Planned Durban aerotropolis set to attract ‘massive investment’ value

Deputy trade and industry minister, Nomalungelo Gina.

A planned Durban aerotropolis is expected to turn the area around the King Shaka International Airport into a smart city with “diversified economic activities” that will boost the KwaZulu Natal (KZN) economy.

“Government perceives the 50-year Durban Aerotropolis Master Plan as not just a project for Durban, and its future economic boom, but for the entire province which will benefit through the economic spin-offs that will arise as a result of the hive of business activities in this Dube Trade Port precinct,” said Deputy Minister for Trade and Industry, Nomalungelo Gina.

She was reacting to the unveiling of the plan by the KZN premier Sihle Zikalala late last week, at which he said the project had the potential to attract “massive investment” of up to R1 trillion.

The master plan incorporates 32 000 hectares of land, as well as 10 000 hectares of green space. Timing and financing details have not been made public.

It is claimed to be the only greenfield aerotropolis in Africa.

“The planned aerotropolis is poised to take advantage of rapidly increasing global connectivity, efficient Dube Trade Port logistics, Durban's seaport and the Special Economic Zone status of the precinct surrounding the airport,” said Zikalala.

Gina said economic enclaves developed around airports to take advantage of the faster export of goods, increased global connectivity, multi-modal transportation systems and other aviation-related businesses.

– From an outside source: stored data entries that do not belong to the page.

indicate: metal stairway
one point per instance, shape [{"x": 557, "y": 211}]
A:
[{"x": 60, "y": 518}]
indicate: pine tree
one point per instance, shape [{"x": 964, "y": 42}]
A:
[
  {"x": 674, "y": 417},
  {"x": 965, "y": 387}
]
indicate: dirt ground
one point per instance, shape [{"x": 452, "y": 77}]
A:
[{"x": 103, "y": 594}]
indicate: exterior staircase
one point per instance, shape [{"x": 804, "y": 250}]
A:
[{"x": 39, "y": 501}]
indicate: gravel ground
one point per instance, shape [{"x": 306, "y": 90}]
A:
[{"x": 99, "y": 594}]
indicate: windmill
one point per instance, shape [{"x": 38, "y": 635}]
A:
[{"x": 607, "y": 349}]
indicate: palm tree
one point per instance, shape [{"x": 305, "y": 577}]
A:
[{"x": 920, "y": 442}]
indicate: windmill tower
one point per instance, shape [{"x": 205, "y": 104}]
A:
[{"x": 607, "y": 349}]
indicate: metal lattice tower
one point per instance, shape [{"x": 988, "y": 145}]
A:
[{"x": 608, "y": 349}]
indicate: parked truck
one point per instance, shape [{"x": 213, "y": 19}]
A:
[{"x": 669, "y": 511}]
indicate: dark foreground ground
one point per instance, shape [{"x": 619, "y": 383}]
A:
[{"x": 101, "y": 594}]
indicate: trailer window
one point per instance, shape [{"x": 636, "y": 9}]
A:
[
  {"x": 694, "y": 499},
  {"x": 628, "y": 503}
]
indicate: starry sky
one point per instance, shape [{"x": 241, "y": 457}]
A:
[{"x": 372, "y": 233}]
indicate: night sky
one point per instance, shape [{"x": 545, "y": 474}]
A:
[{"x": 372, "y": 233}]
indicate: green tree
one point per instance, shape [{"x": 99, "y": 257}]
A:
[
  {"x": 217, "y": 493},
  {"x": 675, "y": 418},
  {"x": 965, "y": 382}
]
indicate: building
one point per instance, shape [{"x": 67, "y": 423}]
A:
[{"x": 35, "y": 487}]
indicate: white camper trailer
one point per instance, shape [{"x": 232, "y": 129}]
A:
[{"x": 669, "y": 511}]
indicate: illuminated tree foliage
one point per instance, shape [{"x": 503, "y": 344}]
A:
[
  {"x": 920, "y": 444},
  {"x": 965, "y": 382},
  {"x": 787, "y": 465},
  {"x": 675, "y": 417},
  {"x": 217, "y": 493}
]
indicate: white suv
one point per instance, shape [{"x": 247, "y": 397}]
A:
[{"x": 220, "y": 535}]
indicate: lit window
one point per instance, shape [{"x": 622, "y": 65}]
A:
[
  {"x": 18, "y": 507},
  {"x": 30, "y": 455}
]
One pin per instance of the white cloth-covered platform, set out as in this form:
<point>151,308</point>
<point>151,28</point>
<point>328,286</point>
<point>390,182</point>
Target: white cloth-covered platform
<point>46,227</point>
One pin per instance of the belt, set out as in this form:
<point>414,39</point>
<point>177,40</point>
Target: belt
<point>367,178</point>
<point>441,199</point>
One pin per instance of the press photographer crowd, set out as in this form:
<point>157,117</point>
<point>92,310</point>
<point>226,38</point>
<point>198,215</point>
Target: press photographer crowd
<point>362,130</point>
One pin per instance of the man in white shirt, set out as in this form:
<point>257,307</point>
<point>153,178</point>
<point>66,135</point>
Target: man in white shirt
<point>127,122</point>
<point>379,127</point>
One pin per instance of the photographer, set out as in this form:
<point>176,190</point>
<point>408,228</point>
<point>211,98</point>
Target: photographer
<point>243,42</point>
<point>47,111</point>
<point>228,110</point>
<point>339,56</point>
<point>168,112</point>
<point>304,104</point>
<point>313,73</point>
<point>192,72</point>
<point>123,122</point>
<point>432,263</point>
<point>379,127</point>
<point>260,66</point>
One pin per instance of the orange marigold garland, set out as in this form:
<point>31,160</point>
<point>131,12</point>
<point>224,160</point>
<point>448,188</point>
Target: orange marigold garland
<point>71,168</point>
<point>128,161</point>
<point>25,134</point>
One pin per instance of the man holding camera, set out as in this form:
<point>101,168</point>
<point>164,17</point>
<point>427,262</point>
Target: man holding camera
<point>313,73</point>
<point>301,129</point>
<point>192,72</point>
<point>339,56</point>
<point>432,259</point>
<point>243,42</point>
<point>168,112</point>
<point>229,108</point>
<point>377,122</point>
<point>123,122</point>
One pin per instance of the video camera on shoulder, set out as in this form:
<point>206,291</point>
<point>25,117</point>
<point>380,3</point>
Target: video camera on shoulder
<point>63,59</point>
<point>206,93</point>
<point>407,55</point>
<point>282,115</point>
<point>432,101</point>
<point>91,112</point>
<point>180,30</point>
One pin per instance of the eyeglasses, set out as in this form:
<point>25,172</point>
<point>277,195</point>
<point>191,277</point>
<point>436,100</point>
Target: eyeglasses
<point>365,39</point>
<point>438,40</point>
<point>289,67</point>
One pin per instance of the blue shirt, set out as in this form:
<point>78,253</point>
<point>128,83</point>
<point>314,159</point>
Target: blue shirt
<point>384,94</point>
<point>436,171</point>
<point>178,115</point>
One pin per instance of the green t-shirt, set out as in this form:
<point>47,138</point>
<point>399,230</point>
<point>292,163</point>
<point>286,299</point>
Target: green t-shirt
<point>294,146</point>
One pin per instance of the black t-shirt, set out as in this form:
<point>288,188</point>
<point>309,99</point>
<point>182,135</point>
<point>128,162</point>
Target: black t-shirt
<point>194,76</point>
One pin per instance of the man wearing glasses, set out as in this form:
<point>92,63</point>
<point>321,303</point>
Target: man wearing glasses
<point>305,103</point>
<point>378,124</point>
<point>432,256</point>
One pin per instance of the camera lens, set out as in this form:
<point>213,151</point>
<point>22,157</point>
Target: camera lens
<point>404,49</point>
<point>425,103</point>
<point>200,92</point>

“Being the second largest economy in South Africa, KZN presents a vast array of opportunities for investments with an ideal location,” she said, encouraging potential investors to look at both Dube Trade Port and the Richards Bay special economic zones as potential investment hubs.

“The two offer an internationally competitive value proposition with unique offerings for investors.  and some of which include ready infrastructure for business development, reduced costs for key inputs such as land, water and electricity, and tax relief which includes a reduced corporate tax rate.”